Read and write SPSS (.sav and .zsav) files to/from pandas dataframes

Project description

Overview

pyspssio is a python package for reading and writing SPSS (.sav and .zsav) files to/from pandas dataframes.

This package uses the I/O Module for SPSS Statistics v27 available at https://www.ibm.com/.

WARNING: This is an early release with limited testing. Use with caution.

Links

Motivation

Main reason for creating this package is to fill gaps by other similar packages.

savReaderWriter

  • doesn't support python > 3.5
  • not particularly user friendly

pyreadstat

pyspssio supports recent versions of python and can read/write most SPSS file metadata properties. The usecols argument when reading files also accepts a callable for more flexible variable selection.

Basic Usage

Installation

pip install pyspssio

Import

import pyspssio

Reading

Read data and metadata

df, meta = pyspssio.read_sav("spss_file.sav")

Read metadata only

meta = pyspssio.read_metadata("spss_file.sav")

Read data in chunks of chunksize (number of rows/records)

for df in pyspssio.read_sav("spss_file.sav", chunksize=1000):
#   do something

Note: metadata is not returned when reading in chunks

Writing

Write dataframe to file.

pyspssio.write_sav("spss_file.sav", df)

Appending

Append existing SPSS file with new records.

pyspssio.write_sav("spss_file.sav", df)

Note: Cannot modify metadata when appending new records. Be careful with strings that might be longer than the already defined width as they may be automatically truncated without warning.

Other Notes

Date/Time Variables

Date and datetime variables - These are converted to/from full datetime objects, even for formats like DATE, QYR, and WKYR which don't display a time component. Users can opt to use Pandas' .dt accessor to extract specific components or force a specific accuracy (e.g., minute, day, hour) after reading the data (ex. .dt.floor). The var_formats and/or var_formats_tuple metadata attributes can be used to see the original SPSS formats.

Time variables - These are converted to/from timestamp objects.

Python/Pandas stores datetimes in nanseconds while SPSS stores them in seconds. Due to conversions that must take place, there may be some small (ms) discrepancies between an original dataframe used to write an SPSS file and a dataframe read back from the same SPSS file.

I/O Module Procedures

List of available I/O module procedures and class for which they fall under.
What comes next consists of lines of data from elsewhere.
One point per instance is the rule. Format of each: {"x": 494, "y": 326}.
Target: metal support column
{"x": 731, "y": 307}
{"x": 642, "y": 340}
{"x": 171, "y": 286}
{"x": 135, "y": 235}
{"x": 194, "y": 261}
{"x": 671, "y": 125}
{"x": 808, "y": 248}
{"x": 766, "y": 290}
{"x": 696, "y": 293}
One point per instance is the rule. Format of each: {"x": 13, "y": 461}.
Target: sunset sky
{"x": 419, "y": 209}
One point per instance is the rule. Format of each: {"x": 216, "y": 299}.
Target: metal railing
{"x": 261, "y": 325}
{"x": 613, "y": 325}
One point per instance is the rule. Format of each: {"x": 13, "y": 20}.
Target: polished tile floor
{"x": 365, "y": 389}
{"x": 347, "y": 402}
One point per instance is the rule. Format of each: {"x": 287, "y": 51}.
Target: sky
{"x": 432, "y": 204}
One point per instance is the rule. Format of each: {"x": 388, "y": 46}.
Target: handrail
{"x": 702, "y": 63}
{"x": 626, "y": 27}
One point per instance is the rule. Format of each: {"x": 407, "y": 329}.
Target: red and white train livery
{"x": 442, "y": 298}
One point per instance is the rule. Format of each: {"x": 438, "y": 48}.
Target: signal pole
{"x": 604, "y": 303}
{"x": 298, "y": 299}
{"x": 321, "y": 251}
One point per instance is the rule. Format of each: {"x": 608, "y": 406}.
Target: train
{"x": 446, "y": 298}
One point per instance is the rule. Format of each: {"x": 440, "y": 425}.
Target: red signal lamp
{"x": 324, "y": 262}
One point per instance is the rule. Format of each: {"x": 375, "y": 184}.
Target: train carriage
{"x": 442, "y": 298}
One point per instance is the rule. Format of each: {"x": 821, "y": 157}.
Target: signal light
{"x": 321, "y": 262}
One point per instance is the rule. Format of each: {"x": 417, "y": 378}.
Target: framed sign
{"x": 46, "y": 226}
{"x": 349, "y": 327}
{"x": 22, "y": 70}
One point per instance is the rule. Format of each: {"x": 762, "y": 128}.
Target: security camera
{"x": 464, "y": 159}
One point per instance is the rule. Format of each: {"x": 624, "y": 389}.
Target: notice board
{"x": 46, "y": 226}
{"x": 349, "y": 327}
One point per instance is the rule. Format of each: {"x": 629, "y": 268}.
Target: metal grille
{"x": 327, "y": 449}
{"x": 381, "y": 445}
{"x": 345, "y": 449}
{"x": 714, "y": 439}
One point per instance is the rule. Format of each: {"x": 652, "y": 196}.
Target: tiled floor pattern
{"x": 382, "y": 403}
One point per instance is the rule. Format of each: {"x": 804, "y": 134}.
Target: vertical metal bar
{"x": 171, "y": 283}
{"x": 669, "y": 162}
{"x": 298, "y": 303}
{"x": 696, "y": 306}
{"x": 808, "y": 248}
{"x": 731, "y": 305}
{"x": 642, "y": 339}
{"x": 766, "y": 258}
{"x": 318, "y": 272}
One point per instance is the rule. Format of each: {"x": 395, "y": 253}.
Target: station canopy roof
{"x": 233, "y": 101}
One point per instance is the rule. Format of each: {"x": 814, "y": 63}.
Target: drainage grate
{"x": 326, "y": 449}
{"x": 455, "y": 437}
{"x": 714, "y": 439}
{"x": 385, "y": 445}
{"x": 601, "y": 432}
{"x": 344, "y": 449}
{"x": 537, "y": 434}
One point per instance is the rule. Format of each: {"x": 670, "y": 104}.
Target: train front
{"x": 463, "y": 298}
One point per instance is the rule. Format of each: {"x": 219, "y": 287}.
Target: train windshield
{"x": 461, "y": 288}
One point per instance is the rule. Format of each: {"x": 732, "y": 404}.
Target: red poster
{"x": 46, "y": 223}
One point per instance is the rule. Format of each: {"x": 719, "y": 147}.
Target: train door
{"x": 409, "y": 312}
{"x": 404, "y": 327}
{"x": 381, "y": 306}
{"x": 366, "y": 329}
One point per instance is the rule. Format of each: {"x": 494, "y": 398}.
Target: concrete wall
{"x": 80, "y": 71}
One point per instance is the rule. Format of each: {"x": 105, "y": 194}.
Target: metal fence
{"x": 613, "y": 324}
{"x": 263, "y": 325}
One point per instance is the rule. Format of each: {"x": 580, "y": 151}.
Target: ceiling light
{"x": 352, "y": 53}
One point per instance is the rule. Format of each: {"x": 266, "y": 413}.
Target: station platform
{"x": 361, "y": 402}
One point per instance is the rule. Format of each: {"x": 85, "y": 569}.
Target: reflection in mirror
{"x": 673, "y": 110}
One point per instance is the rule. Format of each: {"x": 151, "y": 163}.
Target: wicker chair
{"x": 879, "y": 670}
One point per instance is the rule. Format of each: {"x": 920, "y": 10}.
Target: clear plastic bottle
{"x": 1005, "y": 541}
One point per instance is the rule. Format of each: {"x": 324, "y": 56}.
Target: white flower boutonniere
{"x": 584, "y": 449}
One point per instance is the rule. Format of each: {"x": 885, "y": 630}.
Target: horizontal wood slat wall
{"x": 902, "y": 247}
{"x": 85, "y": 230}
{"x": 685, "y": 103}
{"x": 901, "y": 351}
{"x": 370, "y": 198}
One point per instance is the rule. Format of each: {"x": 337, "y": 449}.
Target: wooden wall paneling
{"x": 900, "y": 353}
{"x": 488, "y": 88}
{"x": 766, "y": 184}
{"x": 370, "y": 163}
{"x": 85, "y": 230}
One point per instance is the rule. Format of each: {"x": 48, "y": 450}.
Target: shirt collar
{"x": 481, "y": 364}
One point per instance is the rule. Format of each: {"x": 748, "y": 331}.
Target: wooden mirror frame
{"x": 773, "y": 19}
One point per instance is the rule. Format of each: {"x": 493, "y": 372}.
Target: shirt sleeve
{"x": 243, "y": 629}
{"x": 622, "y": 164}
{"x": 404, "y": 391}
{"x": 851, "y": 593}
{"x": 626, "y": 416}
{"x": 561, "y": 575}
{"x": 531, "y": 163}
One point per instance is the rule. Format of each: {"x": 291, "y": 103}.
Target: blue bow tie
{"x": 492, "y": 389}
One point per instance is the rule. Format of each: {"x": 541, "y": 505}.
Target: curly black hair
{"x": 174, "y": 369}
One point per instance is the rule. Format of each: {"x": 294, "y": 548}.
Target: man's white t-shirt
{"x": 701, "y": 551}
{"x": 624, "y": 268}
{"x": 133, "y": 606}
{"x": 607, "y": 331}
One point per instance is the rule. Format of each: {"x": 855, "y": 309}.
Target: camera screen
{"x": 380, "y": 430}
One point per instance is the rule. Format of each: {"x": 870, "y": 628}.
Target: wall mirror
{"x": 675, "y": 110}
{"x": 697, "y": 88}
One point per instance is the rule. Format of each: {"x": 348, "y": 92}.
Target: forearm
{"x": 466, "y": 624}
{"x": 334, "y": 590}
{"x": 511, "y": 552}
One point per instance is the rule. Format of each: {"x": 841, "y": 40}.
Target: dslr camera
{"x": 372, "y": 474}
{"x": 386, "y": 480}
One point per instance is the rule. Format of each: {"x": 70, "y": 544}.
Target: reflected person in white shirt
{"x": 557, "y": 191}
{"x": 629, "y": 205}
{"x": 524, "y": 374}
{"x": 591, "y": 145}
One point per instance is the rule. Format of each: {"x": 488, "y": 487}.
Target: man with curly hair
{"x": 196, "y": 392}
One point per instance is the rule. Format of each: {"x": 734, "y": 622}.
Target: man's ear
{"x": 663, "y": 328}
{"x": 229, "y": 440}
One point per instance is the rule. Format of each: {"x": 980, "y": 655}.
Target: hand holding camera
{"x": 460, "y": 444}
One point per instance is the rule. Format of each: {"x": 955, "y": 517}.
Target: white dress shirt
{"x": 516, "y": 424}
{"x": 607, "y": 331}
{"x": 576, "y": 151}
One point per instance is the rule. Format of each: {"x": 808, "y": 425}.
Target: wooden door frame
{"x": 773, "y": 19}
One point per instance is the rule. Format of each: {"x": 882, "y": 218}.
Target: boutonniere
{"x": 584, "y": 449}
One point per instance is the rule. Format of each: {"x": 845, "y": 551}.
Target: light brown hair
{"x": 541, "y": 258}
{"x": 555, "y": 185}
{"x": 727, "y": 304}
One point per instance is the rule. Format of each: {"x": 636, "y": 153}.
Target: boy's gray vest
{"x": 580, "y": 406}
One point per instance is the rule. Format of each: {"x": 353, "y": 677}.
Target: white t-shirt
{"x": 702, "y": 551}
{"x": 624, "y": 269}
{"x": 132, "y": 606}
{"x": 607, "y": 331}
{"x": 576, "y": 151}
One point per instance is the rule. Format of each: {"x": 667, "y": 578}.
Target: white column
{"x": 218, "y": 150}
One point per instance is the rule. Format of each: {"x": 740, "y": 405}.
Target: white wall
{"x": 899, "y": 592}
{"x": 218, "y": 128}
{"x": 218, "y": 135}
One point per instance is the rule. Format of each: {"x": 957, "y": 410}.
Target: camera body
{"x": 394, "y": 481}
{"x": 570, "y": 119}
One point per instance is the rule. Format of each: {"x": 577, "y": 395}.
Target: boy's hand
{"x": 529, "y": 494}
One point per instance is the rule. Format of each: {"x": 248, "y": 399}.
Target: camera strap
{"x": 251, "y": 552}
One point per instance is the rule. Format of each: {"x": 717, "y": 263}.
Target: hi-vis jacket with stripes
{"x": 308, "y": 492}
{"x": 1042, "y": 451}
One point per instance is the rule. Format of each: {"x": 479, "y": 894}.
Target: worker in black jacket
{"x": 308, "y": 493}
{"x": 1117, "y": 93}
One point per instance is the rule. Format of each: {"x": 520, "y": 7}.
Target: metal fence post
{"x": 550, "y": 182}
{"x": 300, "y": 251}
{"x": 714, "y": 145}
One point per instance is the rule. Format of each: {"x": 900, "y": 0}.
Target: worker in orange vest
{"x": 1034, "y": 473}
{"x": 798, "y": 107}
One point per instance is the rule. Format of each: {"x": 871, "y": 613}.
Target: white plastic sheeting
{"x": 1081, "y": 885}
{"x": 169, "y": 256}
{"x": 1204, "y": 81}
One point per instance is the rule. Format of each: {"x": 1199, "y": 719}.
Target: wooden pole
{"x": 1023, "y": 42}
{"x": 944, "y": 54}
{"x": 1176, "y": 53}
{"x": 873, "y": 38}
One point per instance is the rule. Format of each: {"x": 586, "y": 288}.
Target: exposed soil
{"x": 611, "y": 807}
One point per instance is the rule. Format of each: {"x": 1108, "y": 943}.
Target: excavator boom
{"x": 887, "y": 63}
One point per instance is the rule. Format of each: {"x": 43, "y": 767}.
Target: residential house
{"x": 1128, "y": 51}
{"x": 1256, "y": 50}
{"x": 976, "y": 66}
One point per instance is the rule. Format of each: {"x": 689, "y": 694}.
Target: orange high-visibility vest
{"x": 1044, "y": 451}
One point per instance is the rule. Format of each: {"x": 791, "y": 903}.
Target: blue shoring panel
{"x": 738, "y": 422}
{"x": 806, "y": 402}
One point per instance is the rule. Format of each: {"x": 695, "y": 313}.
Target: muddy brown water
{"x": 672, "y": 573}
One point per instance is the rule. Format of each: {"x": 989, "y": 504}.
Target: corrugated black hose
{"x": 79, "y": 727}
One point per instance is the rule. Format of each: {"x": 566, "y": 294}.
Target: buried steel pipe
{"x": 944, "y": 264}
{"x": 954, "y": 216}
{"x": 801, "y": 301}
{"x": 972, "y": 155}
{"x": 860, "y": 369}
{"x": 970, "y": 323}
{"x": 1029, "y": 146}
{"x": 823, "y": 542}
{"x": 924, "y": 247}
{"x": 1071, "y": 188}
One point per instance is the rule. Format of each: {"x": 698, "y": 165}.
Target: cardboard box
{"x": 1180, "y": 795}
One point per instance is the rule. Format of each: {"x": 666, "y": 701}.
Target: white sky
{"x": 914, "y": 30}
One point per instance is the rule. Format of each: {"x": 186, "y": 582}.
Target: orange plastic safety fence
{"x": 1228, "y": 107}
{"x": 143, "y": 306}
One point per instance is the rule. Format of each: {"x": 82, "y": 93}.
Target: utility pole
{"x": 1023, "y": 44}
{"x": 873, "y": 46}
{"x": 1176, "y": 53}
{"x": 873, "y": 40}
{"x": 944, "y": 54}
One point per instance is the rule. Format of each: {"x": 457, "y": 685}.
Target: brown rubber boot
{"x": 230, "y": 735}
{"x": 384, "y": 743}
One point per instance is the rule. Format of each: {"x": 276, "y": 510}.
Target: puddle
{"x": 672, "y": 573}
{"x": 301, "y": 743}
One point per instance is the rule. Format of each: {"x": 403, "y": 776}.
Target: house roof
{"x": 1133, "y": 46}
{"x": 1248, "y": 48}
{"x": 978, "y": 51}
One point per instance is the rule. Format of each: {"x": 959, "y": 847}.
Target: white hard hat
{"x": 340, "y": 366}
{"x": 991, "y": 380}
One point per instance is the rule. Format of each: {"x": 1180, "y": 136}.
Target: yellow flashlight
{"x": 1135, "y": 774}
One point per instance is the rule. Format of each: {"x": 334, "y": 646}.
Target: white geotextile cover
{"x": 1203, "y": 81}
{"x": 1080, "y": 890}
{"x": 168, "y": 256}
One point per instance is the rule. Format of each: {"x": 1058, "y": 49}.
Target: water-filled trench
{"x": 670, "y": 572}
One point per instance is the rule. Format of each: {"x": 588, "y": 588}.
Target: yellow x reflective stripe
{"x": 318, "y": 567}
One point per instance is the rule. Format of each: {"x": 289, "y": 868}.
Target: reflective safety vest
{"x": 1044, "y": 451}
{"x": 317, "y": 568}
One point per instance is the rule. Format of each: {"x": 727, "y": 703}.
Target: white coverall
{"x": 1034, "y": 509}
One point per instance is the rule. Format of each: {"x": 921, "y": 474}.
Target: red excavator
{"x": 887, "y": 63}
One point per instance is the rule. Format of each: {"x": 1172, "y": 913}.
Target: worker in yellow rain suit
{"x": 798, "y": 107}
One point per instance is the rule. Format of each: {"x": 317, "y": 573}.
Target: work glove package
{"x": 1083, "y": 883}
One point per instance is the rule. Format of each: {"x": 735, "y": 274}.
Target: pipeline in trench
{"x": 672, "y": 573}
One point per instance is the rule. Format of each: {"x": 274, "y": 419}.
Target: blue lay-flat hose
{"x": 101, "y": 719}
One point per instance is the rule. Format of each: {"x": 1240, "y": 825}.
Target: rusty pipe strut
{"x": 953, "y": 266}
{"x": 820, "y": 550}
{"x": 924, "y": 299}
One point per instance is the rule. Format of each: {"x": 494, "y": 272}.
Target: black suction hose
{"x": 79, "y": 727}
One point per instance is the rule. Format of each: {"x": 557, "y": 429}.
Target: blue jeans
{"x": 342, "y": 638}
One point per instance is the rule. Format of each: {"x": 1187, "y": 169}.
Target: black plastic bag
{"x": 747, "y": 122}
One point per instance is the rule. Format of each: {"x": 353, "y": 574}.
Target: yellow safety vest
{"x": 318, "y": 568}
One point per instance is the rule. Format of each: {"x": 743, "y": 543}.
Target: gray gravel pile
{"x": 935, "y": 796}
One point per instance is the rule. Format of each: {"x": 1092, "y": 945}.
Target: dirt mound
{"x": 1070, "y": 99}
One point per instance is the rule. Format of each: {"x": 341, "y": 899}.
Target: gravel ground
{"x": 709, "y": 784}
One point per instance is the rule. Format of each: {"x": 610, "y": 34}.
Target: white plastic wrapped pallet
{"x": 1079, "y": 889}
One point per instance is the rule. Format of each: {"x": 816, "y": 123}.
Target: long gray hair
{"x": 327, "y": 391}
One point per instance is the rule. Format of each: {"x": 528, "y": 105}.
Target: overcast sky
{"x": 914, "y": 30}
See official documentation for details on each one.

Some of these procedures are implemented as hidden methods referenced within a more generalized function/property. For example, instead of calling spssSetVarLabel manually for each variable, users should assign all variable labels at once by setting self.var_labels = {var1: label1, var2: label2, ...}.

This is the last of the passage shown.